Seçime kadar sürecek belirsizlik yatırım harcamalarını da yavaşlatacak. Kurdaki yükseliş öncelikle mevcut yatırımların kârlılığını negatif olarak etkilerken, gelecek dönem için planlanan yatırımları da sekteye uğratacak. Doğrudan yabancı sermayenin Türkiye ile ilgili tedirginliği artacak.
İhracatçı şirketler her ne kadar doların yükselişinden avantaj elde ediyor gibi görünse de durum öyle değil. İhracat da girdi olarak ithalata bağımlı olduğundan, ihracatçı dolar üzerinden ithalat yapıp ürününü daha çok Avro üzerinden satıyor. Siyasi belirsizliğin kuru yükseltmesi ihracatı olumsuz etkileyecek. OVP’de yılsonu için 173 milyar dolarlık ihracat beklentisi bulunuyor. Türkiye’nin bu yılın yedi ayında ihracatı 84 milyar 369 milyon 679 bin dolar ve OVP hedefinin tutturulması zor görünüyor.
Mevcut ekonomik ve siyasi ortamda kredi derecelendirme kuruluşlarından da not indirimi gelebilir. Türkiye ile ilgili en yakın kredi not değerlendirmesi Fitch’ten gelecek. Fitch 18 Eylül’de Türkiye’nin notunu açıklayacak. S&P’nin not güncelleme tarihi 6 Kasım.
Dolardaki yükseliş enflasyonu da yukarı çekecek, şirketlerin maliyetleri ve kur riski artacak. OVP’de enflasyon beklentisi yüzde 6.3 iken yıllık enflasyon yüzde 6.81 olarak açıklandı. Merkez Bankası enflasyon hedeflemesi için gelecek dönemde faiz artırımına gitmek zorunda kalabilir. Ayrıca kurdaki dalgalanma, bankaları kur riski ile karşı karşıya olan şirketlere karşı daha sıkı bir kredi politikası uygulamaya itebilir. Bu da şirketlerin finansmana erişimde sıkıntılar çekmelerine neden olabilir.
İthal ürünlerdeki fiyat artışı üretimi büyük ölçüde ithal girdiye bağlı ve enerjide dışa bağımlı olan Türkiye’de zam yağmurunun da kapılarını aralayacak. İhracattaki bozulma cari açığının istenilen hızda düzelmesine de engel olacak. Yüzde 5’in altında büyümenin de istihdam sorunlarına yol açacağı ifade ediliyor. OVP’de 2015 için işsizlik oranı yüzde 9.5 iken işsizlik nisanda yüzde 9.6 olarak gerçekleşti.

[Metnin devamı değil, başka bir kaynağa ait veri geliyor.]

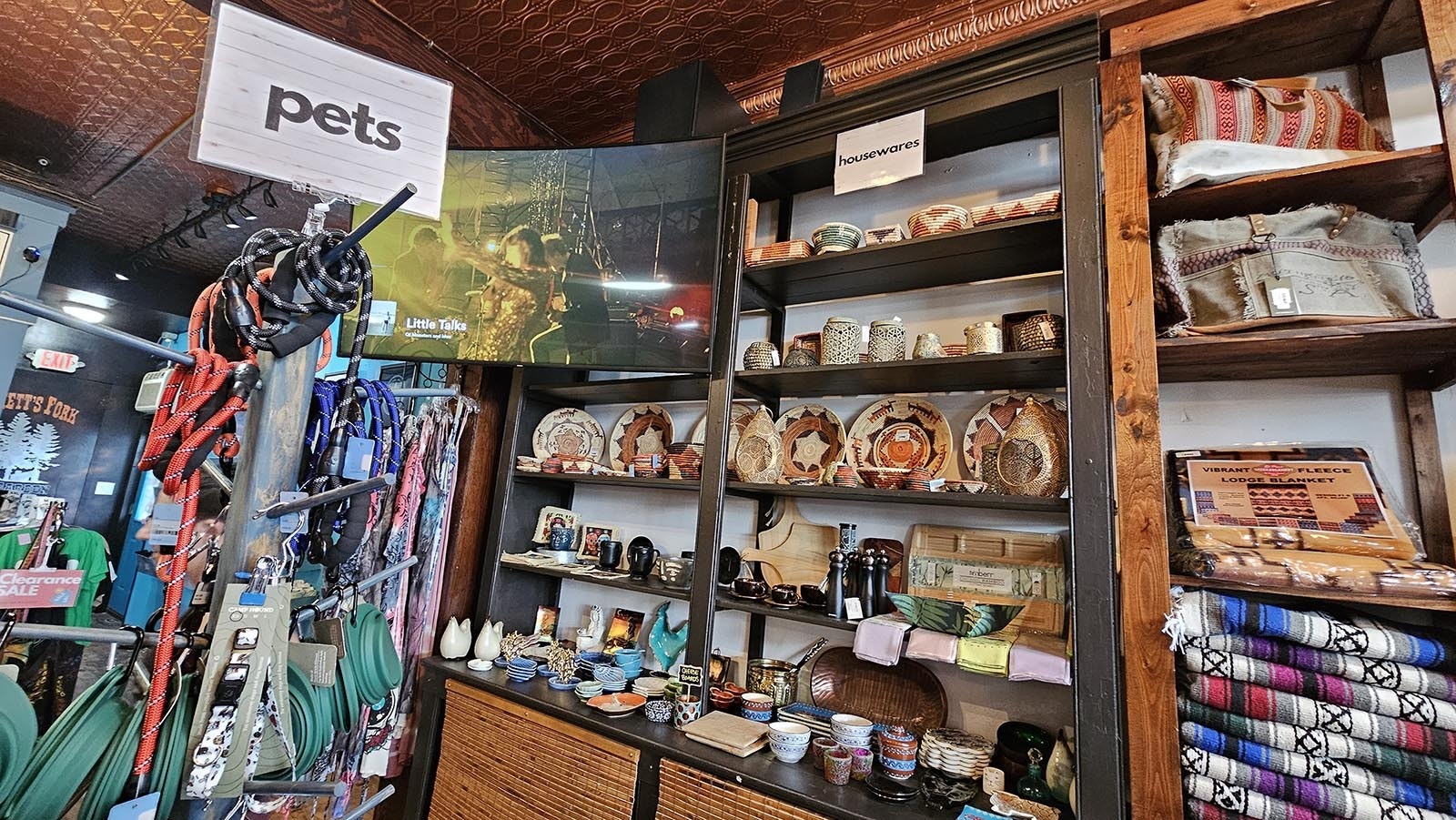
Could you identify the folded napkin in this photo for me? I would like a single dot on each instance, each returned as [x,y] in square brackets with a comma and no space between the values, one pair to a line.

Üç yıllık dönemi kapsayan Orta Vadeli Plan’ın bu yılki hedeflerinin revizyonu ve izleyen üç yılki hedeflerinin belirlenmesine yönelik çalışmaların yanı sıra 2016 yılı bütçesinin en geç 17 Ekim’e kadar TBMM’ye sunulması gerekiyor. Ama Kasıma kadar hükümet kurulamayacak olması bu görüşmelerin de ertelenmesine neden olacak.
Türkiye’nin önümüzdeki gerçek gündemi bunlar..
‘Birileri seçilecek, birileri seçim istiyor’ diye resmen 80 milyonluk ülkenin kaderi ile oynanıyor.